Radio Białystok | Wiadomości | Piknik Rodzinny na dziedzińcu Pałacu Branickich w Białymstoku
Piknik Rodzinny, który jest alternatywą dla Marszu Równości rozpoczął się w sobotę (20.07) po południu na dziedzińcu Pałacu Branickich w Białymstoku. Tuż przed jego rozpoczęciem ulicami Białegostoku przeszedł marsz przeciw ideologii LGBT.
W Białymstoku osoby przeciwne Marszowi Równości i ideologii LGBT przeszły ulicą Lipową do Bazyliki Mniejszej pw. św. Rocha. Marszałek województwa podlaskiego Artur Kosicki powiedział, że to marsz pokojowy. Uczestniczący w marszu idąc modlili się i śpiewali pieśni religijne.

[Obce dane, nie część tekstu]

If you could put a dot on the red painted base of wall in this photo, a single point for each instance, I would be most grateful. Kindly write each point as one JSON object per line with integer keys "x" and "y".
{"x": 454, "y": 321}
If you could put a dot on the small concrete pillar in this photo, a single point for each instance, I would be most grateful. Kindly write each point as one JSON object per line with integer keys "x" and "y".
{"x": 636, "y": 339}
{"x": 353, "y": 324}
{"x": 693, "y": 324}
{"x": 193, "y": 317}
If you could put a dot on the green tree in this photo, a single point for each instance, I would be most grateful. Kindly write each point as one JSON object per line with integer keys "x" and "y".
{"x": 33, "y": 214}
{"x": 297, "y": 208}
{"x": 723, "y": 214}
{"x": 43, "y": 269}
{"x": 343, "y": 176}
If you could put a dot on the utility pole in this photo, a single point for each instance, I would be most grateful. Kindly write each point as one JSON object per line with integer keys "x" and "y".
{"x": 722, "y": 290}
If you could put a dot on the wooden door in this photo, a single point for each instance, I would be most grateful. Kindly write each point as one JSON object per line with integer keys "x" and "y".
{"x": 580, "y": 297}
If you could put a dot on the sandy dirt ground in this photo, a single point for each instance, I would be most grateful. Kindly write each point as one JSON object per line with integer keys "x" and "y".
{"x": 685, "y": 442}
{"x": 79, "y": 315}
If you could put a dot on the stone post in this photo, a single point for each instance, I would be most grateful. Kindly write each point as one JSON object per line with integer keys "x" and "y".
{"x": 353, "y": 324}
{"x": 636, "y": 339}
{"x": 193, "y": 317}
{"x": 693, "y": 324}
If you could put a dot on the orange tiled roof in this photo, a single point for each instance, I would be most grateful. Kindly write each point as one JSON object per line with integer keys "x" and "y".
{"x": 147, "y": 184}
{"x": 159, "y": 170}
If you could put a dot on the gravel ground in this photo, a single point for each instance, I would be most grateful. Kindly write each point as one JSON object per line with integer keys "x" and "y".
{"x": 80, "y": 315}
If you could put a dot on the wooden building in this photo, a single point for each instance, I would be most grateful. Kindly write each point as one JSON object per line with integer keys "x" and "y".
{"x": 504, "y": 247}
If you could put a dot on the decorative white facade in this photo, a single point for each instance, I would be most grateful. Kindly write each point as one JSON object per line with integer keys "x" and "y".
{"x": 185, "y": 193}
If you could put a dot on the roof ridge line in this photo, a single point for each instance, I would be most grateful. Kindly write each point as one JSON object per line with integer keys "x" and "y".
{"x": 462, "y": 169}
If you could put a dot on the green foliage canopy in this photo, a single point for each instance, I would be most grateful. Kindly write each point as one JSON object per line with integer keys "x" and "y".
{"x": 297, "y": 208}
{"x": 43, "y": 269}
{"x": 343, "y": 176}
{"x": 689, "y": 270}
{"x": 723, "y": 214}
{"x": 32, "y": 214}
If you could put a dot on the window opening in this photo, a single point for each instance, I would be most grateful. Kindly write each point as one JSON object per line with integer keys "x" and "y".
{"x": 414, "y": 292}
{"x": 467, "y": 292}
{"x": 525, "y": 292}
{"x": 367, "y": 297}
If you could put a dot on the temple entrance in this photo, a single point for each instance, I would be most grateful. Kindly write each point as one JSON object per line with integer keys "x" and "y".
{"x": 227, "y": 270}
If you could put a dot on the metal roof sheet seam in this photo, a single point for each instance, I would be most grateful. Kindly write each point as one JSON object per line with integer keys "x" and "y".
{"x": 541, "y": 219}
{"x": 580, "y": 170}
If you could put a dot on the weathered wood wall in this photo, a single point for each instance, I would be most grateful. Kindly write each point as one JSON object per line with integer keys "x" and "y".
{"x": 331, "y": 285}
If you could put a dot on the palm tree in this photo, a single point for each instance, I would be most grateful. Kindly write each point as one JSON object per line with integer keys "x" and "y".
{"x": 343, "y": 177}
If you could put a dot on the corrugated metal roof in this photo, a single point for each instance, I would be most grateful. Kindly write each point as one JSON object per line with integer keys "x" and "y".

Publiczny różaniec przy katedrze w #Bialystok. Obok trwa #MarszRownosci
— Radio Białystok (@radiobialystok) 20 lipca 2019
pic.twitter.com/OVpD18iy7v
Protestujący nieśli przed sobą transparent: "Mama i tata największym skarbem świata" oraz "Rodzina Bogiem silna, jest siłą człowieka i całego narodu". Kiedy dotarli pod Bazylikę Mniejszą odmówili "publiczny różaniec, czyli zadośćuczynienie Bogu i Matce Najświętszej za grzech sodomii".
W tym czasie na dziedzińcu Pałacu Branickich rozpoczął się Piknik Rodzinny zorganizowany przez Urząd Marszałkowski w Białymstoku. - Ten piknik to dobry czas, żeby dziś w sobotę spędzić popołudnie w gronie rodzinnym, żeby rodzice z dziećmi dobrze się bawili - powiedział Artur Kosicki.
Przy katedrze w #Białystok trwają publiczne modlitwy pic.twitter.com/nIZZ40CBDd
— Radio Białystok (@radiobialystok) 20 lipca 2019
Koncerty, zabawy i atrakcje dla dzieci
W ramach pikniku przygotowano, m.in. koncerty, zabawy i atrakcje dla dzieci, miasteczko ruchu drogowego, sprzęt wojskowy i policyjny, a patronatem honorowym wydarzenie objęli metropolita białostocki abp Tadeusz Wojda oraz prawosławny ordynariusz diecezji białostocko-gdańskiej abp Jakub.
Cieszę się, że dużo mieszkańców tutaj przyszło i cały czas przychodzi. Takich pikników powinno być coraz więcej. Powinniśmy propagować ideę rodziny, która jest zakorzeniona u nas od pokoleń, o której mowa w przepisach Konstytucji
- powiedział marszałek woj. podlaskiego.
Dodał, że wyznaje wartości chrześcijańskie. - Nie mam wątpliwości co jest rodziną, co składa się na rodzinę, jak ona powinna wyglądać, ale szanuję wszelkie mniejszości, tylko uważam, że nie ma sensu się z tym obnosić - mówił marszałek.
O Marszu Równości - Artur Kosicki powiedział - że jest niepotrzebny. - On budzi niepotrzebne emocje. Jeżeli gdzieś mamy o tym rozmawiać, czy się chce o tym rozmawiać, to powinniśmy to robić w innym miejscu - tłumaczył Artur Kosicki.
Według marszałka na Podlasiu nie ma problemu z tolerancją. - Są tutaj katolicy, są prawosławni, są Tatarzy. Pokazujemy, że jesteśmy wobec wszystkich tolerancyjni - przekonywał Artur Kosicki.